According to the Washington Post, ethics inquiries are focused on Rangel's "failure to declare $239,000 to $831,000 in assets on his disclosure forms, and on his effort to raise money for a private center named after himself at City College of New York using his congressional letterhead." Voters might consider these small potatoes compared to running up the national debt into the trillions of dollars, but the public will have its say on that larger question in November.
Speaker Nancy Pelosi promised to stop unethical behavior if Democrats were given a majority. They were and she didn't. She said she would "drain the swamp." Instead, the swamp increasingly resembles a hot tub.

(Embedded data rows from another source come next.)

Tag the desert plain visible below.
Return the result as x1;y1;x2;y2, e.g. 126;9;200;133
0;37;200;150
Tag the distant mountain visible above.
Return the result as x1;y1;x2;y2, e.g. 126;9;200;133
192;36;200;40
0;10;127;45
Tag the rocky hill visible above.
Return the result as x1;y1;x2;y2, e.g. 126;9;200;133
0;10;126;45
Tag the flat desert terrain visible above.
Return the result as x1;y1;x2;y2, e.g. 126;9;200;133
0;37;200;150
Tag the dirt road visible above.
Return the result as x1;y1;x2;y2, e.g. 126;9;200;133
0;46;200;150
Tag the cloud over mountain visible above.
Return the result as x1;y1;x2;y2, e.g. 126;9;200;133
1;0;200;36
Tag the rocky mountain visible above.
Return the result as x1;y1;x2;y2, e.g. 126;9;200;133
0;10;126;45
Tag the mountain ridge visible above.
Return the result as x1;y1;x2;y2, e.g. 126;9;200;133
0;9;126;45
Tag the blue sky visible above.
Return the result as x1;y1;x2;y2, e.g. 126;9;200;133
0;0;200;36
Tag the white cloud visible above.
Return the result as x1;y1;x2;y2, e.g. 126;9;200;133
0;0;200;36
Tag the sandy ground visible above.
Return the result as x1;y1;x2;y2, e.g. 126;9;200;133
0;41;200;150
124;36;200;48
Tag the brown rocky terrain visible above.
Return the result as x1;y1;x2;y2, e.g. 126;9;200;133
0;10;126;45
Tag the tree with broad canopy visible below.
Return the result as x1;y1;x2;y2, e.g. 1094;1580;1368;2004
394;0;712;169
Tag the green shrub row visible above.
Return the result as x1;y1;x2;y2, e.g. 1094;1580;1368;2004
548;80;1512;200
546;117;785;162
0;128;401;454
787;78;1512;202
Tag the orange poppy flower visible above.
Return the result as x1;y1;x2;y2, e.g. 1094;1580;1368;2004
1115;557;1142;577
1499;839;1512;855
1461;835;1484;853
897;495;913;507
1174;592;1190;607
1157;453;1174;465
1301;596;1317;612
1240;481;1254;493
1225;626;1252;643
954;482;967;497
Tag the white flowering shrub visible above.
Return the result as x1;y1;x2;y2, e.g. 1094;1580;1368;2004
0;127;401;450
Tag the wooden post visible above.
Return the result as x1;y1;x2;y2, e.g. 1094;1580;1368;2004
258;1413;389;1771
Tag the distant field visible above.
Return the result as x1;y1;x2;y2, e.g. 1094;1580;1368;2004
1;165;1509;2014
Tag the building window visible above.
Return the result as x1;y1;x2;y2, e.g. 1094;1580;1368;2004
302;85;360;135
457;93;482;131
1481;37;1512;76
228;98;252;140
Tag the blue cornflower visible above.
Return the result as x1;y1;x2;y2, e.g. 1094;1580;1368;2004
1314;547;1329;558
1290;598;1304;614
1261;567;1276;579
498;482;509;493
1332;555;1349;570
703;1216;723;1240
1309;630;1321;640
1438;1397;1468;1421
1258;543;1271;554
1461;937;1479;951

Again, it's not what's unethical, but apparently what some members consider ethical that should anger taxpayers. For example, are you OK with House members, over a nine-month period between late 2009 and early 2010, spending $604,000 for bottled water? The purchase is among a long list of questionable expenditures discovered in an audit by the nonpartisan Sunlight Foundation. Taxpayers might ask why thirsty House members don't drink from the faucet like most people in Washington, D.C. If members think tap water doesn't meet their standards, they can buy cheap filters.
There is an old disease in Washington called Potomac Fever. It does not discriminate between parties. When voters toss out one infected party and replace it with another that promises not to acquire the disease, the new guys also catch it.
The challenge for Republicans, who are ahead in polls for the November election, is to promise voters they won't repeat their mistakes of the recent past. That can be like walking into a town gripped by a communicable disease and vowing not to get it. Properly inoculated, Republicans can resist Potomac Fever. The question is how.
Term limits seems the best medicine, but unless Democrats agree to limit their terms, Republicans would rightly see this as unilateral surrender. Controlling the flow of money and the influence of lobbyists would be another form of protection and the House and Senate ethics committees have tried that to some extent, but the unethical always find a way to circumvent rules.
If Republicans are to benefit from Rangel's alleged ethics violations, they must prove they are serious about cleaning up their own House (and Senate). "He who is without sin, let him cast the first stone." That admonition doesn't give Republicans permission at the moment to pick up even a pebble.